On note aussi que ces expressions sont excellentes dans des phrases averbales comme :

(2) Excellent, Pierre (l'étudiant/cet étudiant)

Ces environnements produisent les effets inverses pour les indéfinis, tout particulièrement les Indéfinis :

(3) Il existe une maison
(4) *Excellent, un étudiant

Si en retour nous utilisons ces tests pour décider de l'élargissement de la classe des définis, nous pouvons ajouter à ce paradigme les pronoms de troisième personne :

(5) ? Il existe lui
(6) Excellent, lui

Mais si le principe de rassemblement de ces formes est sémantique, comme nous l'avons indiqué en introduction, quel est leur point commun ?

L'intuition est que toutes ces formes sont utilisées pour désigner un segment particulier du réel. Nous proposons de les appeler des “désignateurs" pour reprendre l'expression de Kripke (1972). Très simplement, à chaque fois que l'une de ces formes est utilisée, il faut se reporter à une mémoire, ou au contexte, et en extraire un individu dont la phrase dit quelque chose.

L'usage de cette expression présuppose que ce processus d'interprétation réussira à isoler pour l'interlocuteur l'individu dont le locuteur entend parler.


La notion logique qui se proposerait le plus naturellement pour représenter la catégorie des désignateurs est celle de “Constante" (expression du langage associée par convention à un et un seul individu pour tout usage du langage), mais ce rapprochement n'est pas très satisfaisant pour l'ensemble de la catégorie :

  • La notion de constante logique est un bon point de comparaison pour une sous-classe des définis seulement, celle des noms propres. L'usage du nom propre a pour objet d'isoler un individu (c'est un désignateur), et ce qui le rapproche des constantes logiques, c'est qu'il est associé par convention (un baptême initial chez Kripke) à un individu, et reste un désignateur de cet individu pour tout monde possible. Pour Kripke, le nom propre est un désignateur rigide. L’expression “Par convention" signifie que l'assignation d'un nom à un individu ne repose pas sur des propriétés de cet individu. Le seul moyen par conséquent de préserver le lien entre le nom propre et celui qui le porte est de le transmettre d'individu à individu dans ce que Kripke appelle une chaîne communicative.
  • Pour ce qui concerne les GN Définis et démonstratifs, l'analogie aux constantes ne vaut pas, et il est clair que la signification des mots composant le GN joue un rôle important, d'une part, et que d'autre part, les individus visés ne sont pas rigidement associés à leur désignateur.

La catégorie Défini

Rappelons que nous notons “Défini" l'interprétation d'un désignateur à contenu nominal non reconnu comme démonstratif, interprétation qui peut faire l'objet dans certaines langues d'un marquage explicite non ambigu. Nous postulons qu'en français, le/la/les est la marque nécessaire et suffisante du Défini. La définition sémantique du Défini a fait l'objet de plusieurs théories.

L'unicité

La première approche du défini dans la sémantique moderne est due à B. Russell dans le cadre de sa théorie des descriptions définies et indéfinies.

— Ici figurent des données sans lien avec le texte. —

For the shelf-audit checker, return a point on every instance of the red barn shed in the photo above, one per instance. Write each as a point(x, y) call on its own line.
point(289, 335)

Pour Russell, l'usage d'un GN de forme the x asserte qu'il existe un et un seul individu qui satisfait la description x, alors qu'un indéfini comme a/an x asserte seulement qu'il existe au moins un individu qui satisfait x. L'extension de cette théorie au pluriel n'est pas impossible, bien qu'il faille ajouter des inférences qui suggèrent elles-mêmes des alternatives : ainsi, on peut dire que l'unicité n'est atteinte au pluriel que si l'on prend en compte l'individu pluriel “maximal" qui satisfait x. (voir sur ce point Hawkins 1978, Link 1983, Landman 1991). Mais il est alors possible de soutenir que le Défini a pour signification la quantification universelle, l'unicité postulée au singulier n'étant qu'un cas particulier restreint aux ensembles n'ayant qu'un élément (Hawkins 1978).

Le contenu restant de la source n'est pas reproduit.